Hacker News new | ask | show | jobs
by pbhjpbhj 2890 days ago
Uncertainty is a truism; that's why people want to use a prediction algo. Did the system so better on results it was more certain about?

Predicting the result of an A or B contest the bar is already defined. Either the system gets it right or doesn't, if it gets it right more often than not then (despite this being poor grounds mathematically, on a small result pool) popular press will report it as successful.

IMO if matches become easy to predict then rules will change to reduce that predictability.

1 comments

> Predicting the result of an A or B contest the bar is already defined.

I disagree: If team A has a 10-30% chance of winning, and A pulls off the upset, the correct answer was not "A Wins" it was "B has a 70-90% chance of winning".

For Goldman Sachs' investments, the bar is not to predict that A wins or that B wins, it's to predict the probability and variance regarding which team will win. Of course, from a single upset game, it's impossible to tell whether these estimates are correct. You'd need to see the success or failure of many trials.

The problem is that the 2018 World Cup is not a repeatable event. Neither are most open-market trades (presumably the point of this whole PR stunt being to show that their quants are good at making smart bets in the markets) but they're a LOT closer.

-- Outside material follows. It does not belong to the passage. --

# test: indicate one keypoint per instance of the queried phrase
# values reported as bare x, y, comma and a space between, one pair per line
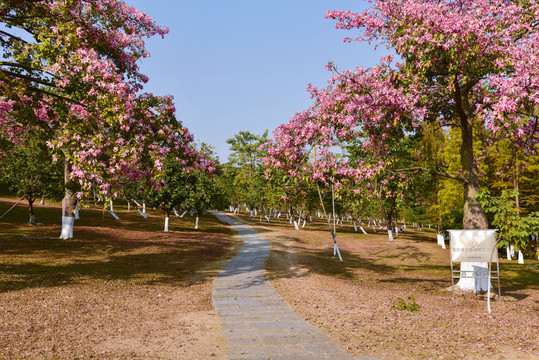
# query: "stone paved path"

Soccer is a pretty data-poor environment, or at least was historically. Before movement trackers, there was very little data to play with. With movement tracking data slowly building up, I suspect that soccer analytics will soon have their "Moneyball" moment the way baseball did.

The reason baseball got there sooner is that, even without advanced player movement tracking, baseball is a data rich environment. There are ~2500 MLB games played per year in the the 30-team era, and we have at least box scores going back to the late 19th century for most professional games, and pitch-by-pitch data going back to the eighties. In addition, a lot of the most important data is cleaner in nature (pitcher-batter match-ups) and also abundant (compare ~200 pitches in a baseball game to ~15 shots on goal in a soccer game, to take a guess at the order of magnitude).

Computing power can help squeeze more information from the soccer data we collect going forward, but there is a century or more of player tracking data that we can just never ever have, since it wasn't being collected. We know Babe Ruth's batting line but we will never have the soccer equivalent of UZR for Pele. I don't know if there is a retrosheet-equivalent effort for soccer to collect stats from old film, but that would be one way to partially bridge the gap.

> The problem is that the 2018 World Cup is not a repeatable event. Neither are most open-market trades...

The 2018 World Cup is not a repeatable event, Elon Musk buying $10M of Tesla shares is not a repeatable event, and Donald Trump winning the 2016 presidential election is not a repeatable event. Therefore, to meaningfully discuss any of these in the context of probabilities and confidence intervals, we must assume that we generalize them to any soccer game, a stock purchase, or an election, and can do this meaningfully by adjusting our priors. It does make the mathematics a lot less pure.

wasn't leicester city a "moneyball" team? a zero-to-hero club with a roster of modest salaried players who have statistical synergy? i don't follow much premier league but from what i remember hearing about it, they bucked a trend of spending tens/hundreds of millions for megastars to solo carry the team
There are many premier league teams doing a lot more than Leicester when it comes to statistical analysis.

They did indeed win the league with a budget far below many of the normal contenders, but it was a mixture of good management, luck, a few players having the breakout seasons of their careers which took them to the point where only big teams can now afford them, and a few other players having great runs of form that saw them playing better than they would before or after.

Despite the elements of luck, it was an incredible achievement. But the following season they were back to being a team with no realistic chance of competing for the title, and were actually in a relegation fight to stay in the top division.

Literally no data producing phenomenon is a repeatable event, outside of controlled experiments.